Pelo segundo dia consecutivo, as sirenes de raides aéreos ecoaram pela cidade, recuperando memórias de tempos idos que poucos acreditariam voltar a ouvir na Europa do pós-Guerra Fria.
“Como podemos estar a viver isto no nosso tempo? Putin devia arder no Inferno com toda a sua família”, exclamava Oxana Gulenko, varrendo os vidros quebrados das janelas, num prédio de dez andares junto ao aeroporto.
Ela não estava, quando aconteceu, escondida num abrigo de bombas por baixo de um dos prédios do bairro, para onde fugiram centenas depois do aviso televisivo de bombardeamentos aéreos.
“As crianças estão apavoradas, choram e perguntam ‘mamã, vamos morrer?’”, conta Alla, uma mulher de 40 anos, à repórter da Reuters.
O Presidente ucraniano, Volodimir Zelensky, denunciou os bombardeamentos russos que atingem zonas civis, “terríveis explosões” que nunca se tinham visto desde a II Guerra Mundial. “A última vez que a nossa capital experimentou algo assim foi em 1941, quando foi atacada pela Alemanha nazi”, disse por seu lado o ministro dos Negócios Estrangeiros, Dmitro Kuleba.
Tentativa de fuga
Na estação, milhares buscavam forma de embarcar para fugir da cidade, muitos não conseguiam. Maria, de 30 anos, o marido, o filho e o cão, estavam ali desde manhã sem conseguir arranjar espaço nalgum comboio, sem sucesso.
“É perigoso furar uma multidão com uma criança. O cão tem medo. Para ser sincera, estamos exaustos”, contava.
“Os civis estão aterrorizados com uma possível escalada do conflito”, disse, em conferência de imprensa em Genebra a porta-voz do Alto Comissariado das Nações Unidas para os Direitos Humanos. “Muitos deles estão a tentar deixar as suas casas e a refugiarem-se da melhor forma possível”, acrescentou, Ravina Shamdasani.

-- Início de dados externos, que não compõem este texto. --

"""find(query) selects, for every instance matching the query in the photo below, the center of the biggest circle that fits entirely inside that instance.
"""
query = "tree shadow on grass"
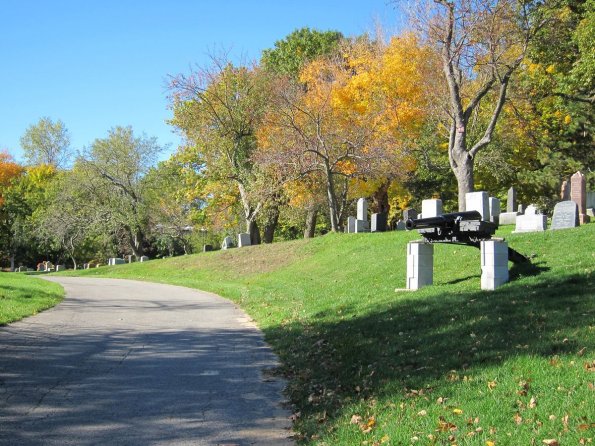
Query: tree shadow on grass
(420, 339)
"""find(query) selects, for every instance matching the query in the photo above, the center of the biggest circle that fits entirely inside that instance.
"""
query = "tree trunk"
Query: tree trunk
(252, 229)
(380, 202)
(311, 222)
(271, 223)
(462, 165)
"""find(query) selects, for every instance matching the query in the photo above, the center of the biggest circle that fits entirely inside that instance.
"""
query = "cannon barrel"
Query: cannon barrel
(442, 221)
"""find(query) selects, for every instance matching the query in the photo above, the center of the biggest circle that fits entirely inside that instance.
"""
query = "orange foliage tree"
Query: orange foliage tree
(350, 116)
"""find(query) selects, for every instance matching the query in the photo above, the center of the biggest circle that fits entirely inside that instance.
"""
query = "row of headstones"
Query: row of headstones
(117, 261)
(46, 267)
(378, 221)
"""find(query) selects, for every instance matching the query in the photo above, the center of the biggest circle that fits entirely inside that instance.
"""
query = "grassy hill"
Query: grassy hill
(371, 364)
(22, 295)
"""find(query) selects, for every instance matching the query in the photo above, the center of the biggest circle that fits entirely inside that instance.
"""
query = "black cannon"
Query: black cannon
(465, 228)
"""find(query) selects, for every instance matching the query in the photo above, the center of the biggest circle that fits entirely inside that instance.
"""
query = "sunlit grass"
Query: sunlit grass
(22, 295)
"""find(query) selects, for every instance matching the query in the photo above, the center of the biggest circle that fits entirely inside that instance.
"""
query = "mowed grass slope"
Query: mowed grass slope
(448, 364)
(22, 295)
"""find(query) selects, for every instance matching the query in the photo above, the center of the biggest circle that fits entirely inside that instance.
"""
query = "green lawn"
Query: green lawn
(22, 295)
(448, 364)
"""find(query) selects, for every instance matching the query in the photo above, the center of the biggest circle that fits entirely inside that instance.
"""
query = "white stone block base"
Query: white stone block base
(243, 239)
(420, 265)
(494, 264)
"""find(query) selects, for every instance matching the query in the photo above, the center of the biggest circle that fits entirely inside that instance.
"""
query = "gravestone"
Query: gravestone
(494, 210)
(578, 194)
(511, 200)
(378, 222)
(362, 209)
(565, 191)
(361, 223)
(243, 239)
(565, 215)
(227, 243)
(420, 264)
(351, 224)
(531, 221)
(478, 201)
(494, 263)
(409, 214)
(431, 208)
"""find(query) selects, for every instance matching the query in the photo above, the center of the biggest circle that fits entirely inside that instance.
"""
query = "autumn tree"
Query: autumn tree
(47, 142)
(482, 44)
(218, 109)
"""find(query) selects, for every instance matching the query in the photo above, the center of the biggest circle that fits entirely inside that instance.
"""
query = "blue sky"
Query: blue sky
(99, 64)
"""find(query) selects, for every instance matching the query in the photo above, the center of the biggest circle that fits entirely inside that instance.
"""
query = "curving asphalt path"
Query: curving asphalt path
(121, 362)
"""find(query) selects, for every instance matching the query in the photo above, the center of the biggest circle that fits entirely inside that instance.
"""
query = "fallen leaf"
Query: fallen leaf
(356, 419)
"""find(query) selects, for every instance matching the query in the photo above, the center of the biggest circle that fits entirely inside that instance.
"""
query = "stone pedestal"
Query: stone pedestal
(362, 226)
(420, 264)
(494, 264)
(431, 208)
(507, 218)
(478, 201)
(244, 239)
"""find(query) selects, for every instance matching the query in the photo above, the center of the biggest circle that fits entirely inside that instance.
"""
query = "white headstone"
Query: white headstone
(362, 226)
(227, 243)
(494, 210)
(478, 201)
(530, 222)
(431, 208)
(420, 265)
(243, 239)
(351, 224)
(494, 264)
(362, 209)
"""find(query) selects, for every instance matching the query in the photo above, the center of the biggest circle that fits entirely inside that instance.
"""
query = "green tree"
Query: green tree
(47, 142)
(112, 175)
(218, 109)
(303, 45)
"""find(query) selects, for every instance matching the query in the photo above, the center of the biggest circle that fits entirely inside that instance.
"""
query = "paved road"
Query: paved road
(132, 363)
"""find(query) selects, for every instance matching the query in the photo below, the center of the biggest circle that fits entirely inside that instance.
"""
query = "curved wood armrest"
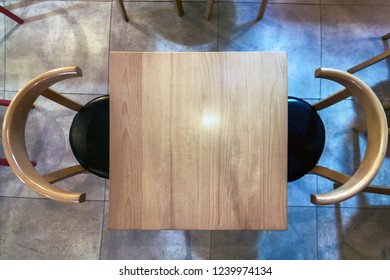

O Governo ucraniano actualizou esta sexta-feira o balanço dos mortos desde a invasão para 137, total aquém do real, porque, como referiu Shamdasani, “há uma guerra de informações” e como andam a circular muitas mentiras é difícil contabilizar o número exacto. Há também notícias de que os jornalistas estão a ser impedidos de trabalhar na zona de conflito, o que dificulta ainda mais o apuramento da verdade.
No meio do medo do ruído dos tiros e das explosões, a história dos heróis da ilha da Cobra (Zmiinyi) – os 13 soldados ucranianos que mandaram o navio de guerra russo “levar no traseiro” e morreram de armas na mão vão ser condecorados post mortem como heróis da Ucrânia pela sua bravura, anunciou o Presidente Volodimir Zelensky – e dos milhares que se apresentam para ajudar na resistência, dão alento e orgulho aos ucranianos abalados por uma invasão que parecia impensável, mesmo depois do que se passou na Crimeia em 2014.
Na estação de comboios, mesmo no desespero de uma multidão de milhares de pessoas que procuravam arranjar um bilhete de saída de uma cidade atacada, as palmas de entusiasmo soaram quando um esquadrão de soldados passou por ali e ecoou de forma emocionada esse grito de “Glória à Ucrânia!”, a que os militares responderam com um “Glória aos heróis!”, a resposta tradicional nestes casos.
“É importantes que toda a gente mantenha um espírito forte. Esta é a nossa terra. Não desistiremos”, escreveu no Facebook a vice-ministra da Defesa ucraniana, Ganna Malyar. “Como é que se empreende uma guerra contra um povo pacífico”, perguntava incrédula Viktoria, de 35 anos, à jornalista da Reuters. A seu lado, dormiam em cima dos seus casacos de Inverno os seus filhos de cinco e sete anos.